Her father looked from Campion to Scammell and there was a small, secret smile on his heavy face. Campion knew that smile and in her mind it was associated with cruelty. Her father was a cruel man, though he believed cruelty to be kindness for he believed a child must be forced into God’s grace.
Matthew Slythe, embarrassed by the new silence, turned to his guest. ‘I hear the city is much blessed by God, brother.’
‘Indeed and indeed.’ Scammell nodded dutifully. ‘The Lord is working great things in London, Miss Slythe.’ Again he turned to her and she listened with pretended interest as he told her what had happened in London since the King had left and the rebellious Parliament had taken over the city’s government.
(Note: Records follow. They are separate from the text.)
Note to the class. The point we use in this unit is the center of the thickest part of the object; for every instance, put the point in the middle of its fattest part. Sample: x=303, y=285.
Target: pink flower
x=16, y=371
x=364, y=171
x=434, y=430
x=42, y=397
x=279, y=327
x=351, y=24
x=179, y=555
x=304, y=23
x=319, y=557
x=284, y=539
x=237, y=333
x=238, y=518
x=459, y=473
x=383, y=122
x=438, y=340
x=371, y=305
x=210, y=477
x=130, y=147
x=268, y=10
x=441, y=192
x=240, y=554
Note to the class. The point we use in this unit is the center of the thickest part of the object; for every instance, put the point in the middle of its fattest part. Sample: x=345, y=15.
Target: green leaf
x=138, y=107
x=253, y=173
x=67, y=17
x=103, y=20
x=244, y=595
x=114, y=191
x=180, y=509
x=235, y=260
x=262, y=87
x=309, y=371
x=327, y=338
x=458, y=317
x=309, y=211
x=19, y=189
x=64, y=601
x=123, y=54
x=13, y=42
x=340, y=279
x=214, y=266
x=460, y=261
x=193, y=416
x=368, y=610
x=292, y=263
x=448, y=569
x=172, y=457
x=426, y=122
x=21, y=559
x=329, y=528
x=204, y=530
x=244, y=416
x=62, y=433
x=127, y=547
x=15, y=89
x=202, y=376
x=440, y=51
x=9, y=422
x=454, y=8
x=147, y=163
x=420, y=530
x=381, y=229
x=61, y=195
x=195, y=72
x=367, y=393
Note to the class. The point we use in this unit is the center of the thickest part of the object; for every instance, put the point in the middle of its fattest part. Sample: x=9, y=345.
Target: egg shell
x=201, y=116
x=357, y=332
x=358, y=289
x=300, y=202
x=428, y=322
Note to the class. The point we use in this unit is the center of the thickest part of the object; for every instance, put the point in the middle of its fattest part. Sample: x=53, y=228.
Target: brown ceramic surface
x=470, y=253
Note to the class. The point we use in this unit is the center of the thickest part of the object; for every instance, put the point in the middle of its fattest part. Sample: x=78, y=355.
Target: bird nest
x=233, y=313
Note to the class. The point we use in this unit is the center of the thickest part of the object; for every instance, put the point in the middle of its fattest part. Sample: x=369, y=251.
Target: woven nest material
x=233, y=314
The Sabbath, he said, was being properly observed, the playhouses had been closed down, as had the bear gardens and pleasure gardens. A mighty harvest of souls, Scammell declared, was being reaped for the Lord.
‘Amen and amen,’ said Matthew Slythe.
‘Praise His name,’ said Ebenezer.
‘And wickedness is being uprooted!’ Scammell raised his eyebrows to emphasise his words. He told of two Roman Catholic priests discovered, men who had stolen into London from the Continent to minister to the tiny, secret community of Catholics. They had been tortured, then hanged. ‘A good crowd of Saints watched!’
‘Amen!’ said Matthew Slythe.
‘Indeed and indeed.’ Samuel Scammell nodded his head ponderously. ‘And I too was an instrument in uprooting wickedness.’
He waited for some interest. Ebenezer asked the required question and Scammell again addressed the answer to Campion. ‘It was the wife of one of my own workmen. A slatternly woman, a washer of clothes, and I had cause to visit the house and what do you think I found?’
She shook her head. ‘I don’t know.’
‘A portrait of William Laud!’ Scammell said it dramatically. Ebenezer tutted. William Laud was the imprisoned Archbishop of Canterbury, hated by the Puritans for the beauty with which he decorated churches and his devotion to the high ritual which they said aped Rome. Scammell said the portrait had been lit by two candles. He had asked her if she knew who the picture represented, and she did, and what is more had declared Laud to be a good man!
‘What did you do, brother?’ Ebenezer asked.
‘Her tongue was bored with a red hot iron and she was put in the stocks for a day.’
‘Praise the Lord,’ Ebenezer said.
Goodwife entered and put a great dish on the table. ‘Apple pie, master!’
‘Ah! Apple pie.’ Matthew Slythe smiled at Goodwife.